By its express terms, the statute applies to claims “arising out of the Northridge earthquake of 1994.” It does not reference damage resulting from aftershocks of the Northridge earthquake. Nor does the history refer to claims made and rejected for damages resulting from other earthquakes, whether aftershocks of the Northridge earthquake or otherwise. By the plain terms of the statute and the legislative history, it appears that the Legislature intended to revive claims for damages resulting from the Northridge earthquake of January 17, 1994, not claims arising solely out of aftershocks of the Northridge earthquake.6
This interpretation is supported by knowledge that when section 340.9 was passed the Legislature knew how to enact statutes relating to the Northridge earthquake which also applied to aftershocks of that earthquake and subsequent earthquakes. Revenue and Taxation Code section 17207, subdivision (a)(15), originally enacted as subdivision (a)(13) in 1996 states: “(a) An excess disaster loss, as defined in subdivision (c), shall be carried to other taxable years as provided in subdivision (b), with respect to losses resulting from any of the following disasters: [¶] ․ [¶] (15) Any loss sustained as a result of the earthquake, aftershocks, or any other related casualty that occurred in the Counties of Los Angeles, Orange, and Ventura on or after January 17, 1994.” Insurance Code section 10089.70, originally enacted in 1995 and amended in 1996, states: “The department shall establish a program for the mediation of the disputes between insured complainants and insurers arising out of the Northridge earthquake of 1994 or any subsequent earthquake․”
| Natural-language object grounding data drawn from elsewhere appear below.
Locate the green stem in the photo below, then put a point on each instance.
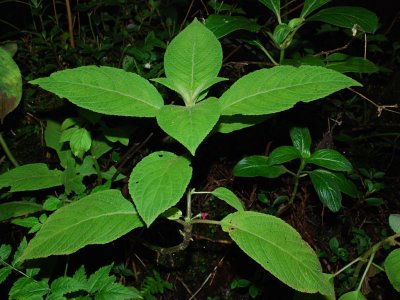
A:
(7, 151)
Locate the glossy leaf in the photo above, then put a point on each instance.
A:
(105, 90)
(348, 17)
(394, 222)
(392, 267)
(279, 88)
(327, 189)
(158, 182)
(192, 62)
(257, 165)
(222, 25)
(10, 84)
(330, 159)
(18, 208)
(279, 248)
(99, 218)
(229, 197)
(30, 177)
(283, 154)
(301, 140)
(189, 125)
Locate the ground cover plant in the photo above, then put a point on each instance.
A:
(90, 207)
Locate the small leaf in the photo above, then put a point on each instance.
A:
(257, 165)
(277, 89)
(327, 189)
(158, 182)
(229, 197)
(279, 248)
(105, 90)
(330, 159)
(392, 267)
(348, 17)
(301, 140)
(189, 125)
(222, 25)
(283, 154)
(95, 219)
(30, 177)
(394, 222)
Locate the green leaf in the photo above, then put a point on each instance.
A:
(158, 182)
(229, 197)
(279, 248)
(327, 189)
(80, 142)
(28, 289)
(95, 219)
(279, 88)
(353, 295)
(105, 90)
(30, 177)
(311, 5)
(222, 25)
(189, 125)
(330, 159)
(283, 154)
(257, 165)
(301, 140)
(394, 222)
(192, 62)
(18, 208)
(10, 84)
(345, 64)
(274, 6)
(392, 267)
(348, 17)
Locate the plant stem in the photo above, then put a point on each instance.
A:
(7, 151)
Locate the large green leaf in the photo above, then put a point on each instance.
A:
(279, 88)
(105, 90)
(392, 267)
(351, 17)
(330, 159)
(18, 208)
(158, 182)
(10, 84)
(311, 5)
(30, 177)
(189, 124)
(95, 219)
(192, 62)
(279, 248)
(222, 25)
(257, 165)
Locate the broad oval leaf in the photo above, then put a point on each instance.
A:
(105, 90)
(279, 248)
(280, 88)
(327, 189)
(229, 197)
(192, 61)
(257, 165)
(95, 219)
(330, 159)
(189, 125)
(222, 25)
(392, 267)
(10, 84)
(158, 182)
(348, 17)
(30, 177)
(394, 222)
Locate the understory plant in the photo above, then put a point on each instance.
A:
(161, 179)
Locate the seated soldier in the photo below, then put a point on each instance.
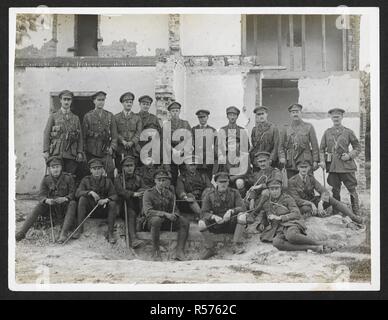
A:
(302, 188)
(222, 212)
(191, 187)
(286, 229)
(127, 186)
(97, 190)
(162, 214)
(238, 168)
(257, 181)
(56, 194)
(147, 172)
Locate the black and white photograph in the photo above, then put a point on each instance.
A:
(194, 149)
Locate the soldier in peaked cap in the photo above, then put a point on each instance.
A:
(162, 214)
(100, 133)
(206, 132)
(338, 160)
(131, 193)
(129, 127)
(222, 212)
(56, 194)
(149, 120)
(62, 135)
(97, 189)
(298, 141)
(264, 136)
(233, 132)
(176, 123)
(191, 186)
(257, 182)
(303, 186)
(287, 230)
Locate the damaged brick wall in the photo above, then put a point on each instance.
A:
(353, 37)
(364, 157)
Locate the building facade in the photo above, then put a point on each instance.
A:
(202, 61)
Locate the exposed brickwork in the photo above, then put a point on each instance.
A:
(48, 50)
(118, 49)
(174, 32)
(354, 43)
(363, 180)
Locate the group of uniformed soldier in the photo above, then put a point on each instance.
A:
(276, 191)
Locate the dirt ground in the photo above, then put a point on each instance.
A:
(92, 259)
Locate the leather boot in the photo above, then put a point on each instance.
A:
(343, 208)
(135, 242)
(30, 220)
(237, 239)
(336, 196)
(181, 242)
(196, 209)
(68, 222)
(209, 250)
(355, 202)
(155, 234)
(111, 223)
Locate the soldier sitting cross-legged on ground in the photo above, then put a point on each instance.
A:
(162, 214)
(97, 190)
(57, 194)
(131, 194)
(222, 212)
(286, 229)
(302, 188)
(192, 185)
We conclude that section 340.9 does not apply to revive appellant's claims.
The judgment is affirmed. Costs are awarded to respondent.
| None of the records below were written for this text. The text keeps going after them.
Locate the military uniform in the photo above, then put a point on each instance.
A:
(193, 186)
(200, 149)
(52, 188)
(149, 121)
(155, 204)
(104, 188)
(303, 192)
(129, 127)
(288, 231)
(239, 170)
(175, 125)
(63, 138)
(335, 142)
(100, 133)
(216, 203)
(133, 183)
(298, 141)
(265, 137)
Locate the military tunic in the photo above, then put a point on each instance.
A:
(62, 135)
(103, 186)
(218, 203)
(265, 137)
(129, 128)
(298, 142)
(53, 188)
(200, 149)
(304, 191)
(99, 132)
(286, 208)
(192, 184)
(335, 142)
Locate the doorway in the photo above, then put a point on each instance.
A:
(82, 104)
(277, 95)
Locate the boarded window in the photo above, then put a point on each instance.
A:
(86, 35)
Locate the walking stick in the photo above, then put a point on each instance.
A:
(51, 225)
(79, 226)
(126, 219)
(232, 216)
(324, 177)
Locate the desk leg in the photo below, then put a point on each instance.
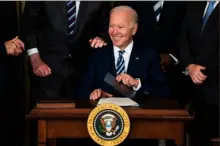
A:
(52, 142)
(179, 134)
(42, 136)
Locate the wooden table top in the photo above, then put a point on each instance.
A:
(150, 108)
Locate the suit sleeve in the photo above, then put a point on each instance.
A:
(104, 20)
(185, 54)
(31, 19)
(2, 49)
(87, 84)
(155, 83)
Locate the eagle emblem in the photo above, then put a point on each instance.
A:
(108, 124)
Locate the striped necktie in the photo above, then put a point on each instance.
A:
(71, 15)
(208, 13)
(120, 65)
(157, 9)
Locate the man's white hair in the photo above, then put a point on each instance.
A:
(126, 8)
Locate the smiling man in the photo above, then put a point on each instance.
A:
(134, 66)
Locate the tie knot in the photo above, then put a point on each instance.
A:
(121, 52)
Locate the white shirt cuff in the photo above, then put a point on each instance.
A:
(139, 85)
(32, 51)
(175, 59)
(186, 72)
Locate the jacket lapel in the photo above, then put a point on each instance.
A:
(133, 62)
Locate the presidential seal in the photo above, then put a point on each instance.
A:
(108, 125)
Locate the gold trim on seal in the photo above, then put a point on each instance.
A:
(115, 109)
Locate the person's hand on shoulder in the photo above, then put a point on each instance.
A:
(97, 42)
(195, 73)
(40, 68)
(14, 47)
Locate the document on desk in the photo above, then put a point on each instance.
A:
(120, 101)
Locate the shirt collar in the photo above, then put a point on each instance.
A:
(128, 49)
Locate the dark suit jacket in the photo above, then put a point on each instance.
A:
(202, 47)
(143, 64)
(160, 35)
(45, 26)
(8, 31)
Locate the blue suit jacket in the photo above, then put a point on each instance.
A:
(144, 64)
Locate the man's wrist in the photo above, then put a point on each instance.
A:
(137, 85)
(32, 51)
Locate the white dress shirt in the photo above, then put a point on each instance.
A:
(35, 50)
(126, 55)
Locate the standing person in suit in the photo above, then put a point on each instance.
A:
(12, 47)
(133, 65)
(58, 36)
(159, 27)
(200, 54)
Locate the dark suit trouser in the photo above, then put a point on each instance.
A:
(60, 84)
(205, 125)
(206, 120)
1. The fraud claim was not submitted to the jury and no issue is raised on appeal relating to this cause of action.
2. Neufeld v. Balboa Ins. Co. (2000) 84 Cal.App.4th 759, 101 Cal.Rptr.2d 151, cited by appellant in her reply brief follows the logic of Spray, Gould and also concludes that in an appropriate case an estoppel for failure to cite the one-year statute may be appropriate.
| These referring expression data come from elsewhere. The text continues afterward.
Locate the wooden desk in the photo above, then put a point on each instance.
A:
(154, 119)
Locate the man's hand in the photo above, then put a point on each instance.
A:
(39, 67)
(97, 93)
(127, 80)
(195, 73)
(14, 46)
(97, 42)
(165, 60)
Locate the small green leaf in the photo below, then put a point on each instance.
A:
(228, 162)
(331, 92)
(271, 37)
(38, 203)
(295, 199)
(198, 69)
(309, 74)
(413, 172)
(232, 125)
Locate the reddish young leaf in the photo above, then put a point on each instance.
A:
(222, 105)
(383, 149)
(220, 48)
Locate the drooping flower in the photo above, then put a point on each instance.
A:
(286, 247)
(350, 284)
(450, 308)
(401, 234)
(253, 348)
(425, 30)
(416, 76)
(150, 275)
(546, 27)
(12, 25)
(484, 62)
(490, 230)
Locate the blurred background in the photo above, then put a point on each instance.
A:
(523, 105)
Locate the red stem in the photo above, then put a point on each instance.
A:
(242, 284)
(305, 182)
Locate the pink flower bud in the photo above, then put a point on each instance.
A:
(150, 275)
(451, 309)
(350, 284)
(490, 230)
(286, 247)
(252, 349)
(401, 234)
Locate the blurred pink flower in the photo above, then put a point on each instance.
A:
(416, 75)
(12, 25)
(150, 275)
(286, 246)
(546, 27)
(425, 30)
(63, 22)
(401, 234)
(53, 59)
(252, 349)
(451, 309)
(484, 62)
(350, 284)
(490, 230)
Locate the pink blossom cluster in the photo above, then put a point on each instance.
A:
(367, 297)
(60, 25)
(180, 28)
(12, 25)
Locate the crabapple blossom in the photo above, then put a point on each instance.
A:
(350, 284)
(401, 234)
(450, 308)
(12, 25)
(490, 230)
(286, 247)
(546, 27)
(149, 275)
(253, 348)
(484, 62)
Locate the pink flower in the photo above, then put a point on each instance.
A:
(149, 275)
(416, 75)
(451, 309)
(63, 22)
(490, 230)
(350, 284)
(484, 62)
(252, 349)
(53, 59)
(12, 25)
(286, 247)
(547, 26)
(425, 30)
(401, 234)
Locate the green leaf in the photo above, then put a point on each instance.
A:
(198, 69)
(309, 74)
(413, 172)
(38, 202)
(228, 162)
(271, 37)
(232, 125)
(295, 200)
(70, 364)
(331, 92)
3. For this reason, the recent Supreme Court case of Vu v. Prudential Property & Casualty Ins. Co. (2001) 26 Cal.4th 1142, 113 Cal.Rptr.2d 70, 33 P.3d 487, is not applicable.
4. I.e., the issues of causation, inconsistent special verdict findings regarding breach of contract and negligence, failure to instruct on intentional infliction of emotional distress, instructing on bad faith, various evidentiary issues not previously discussed, appellant's claim that the damages awarded are inadequate, and her challenge to the cost award.
5. All further references will be to the Code of Civil Procedure unless otherwise noted.
6. Interpreting this section in connection with follow-up claims resulting from aftershocks of the Northridge earthquake where the insured was covered for and suffered damage from the Northridge earthquake may present a different situation from that presented here. But appellant was not covered when the Northridge earthquake struck and her claims do not arise from that event.
We concur: CHARLES S. VOGEL, P.J., and CURRY, J.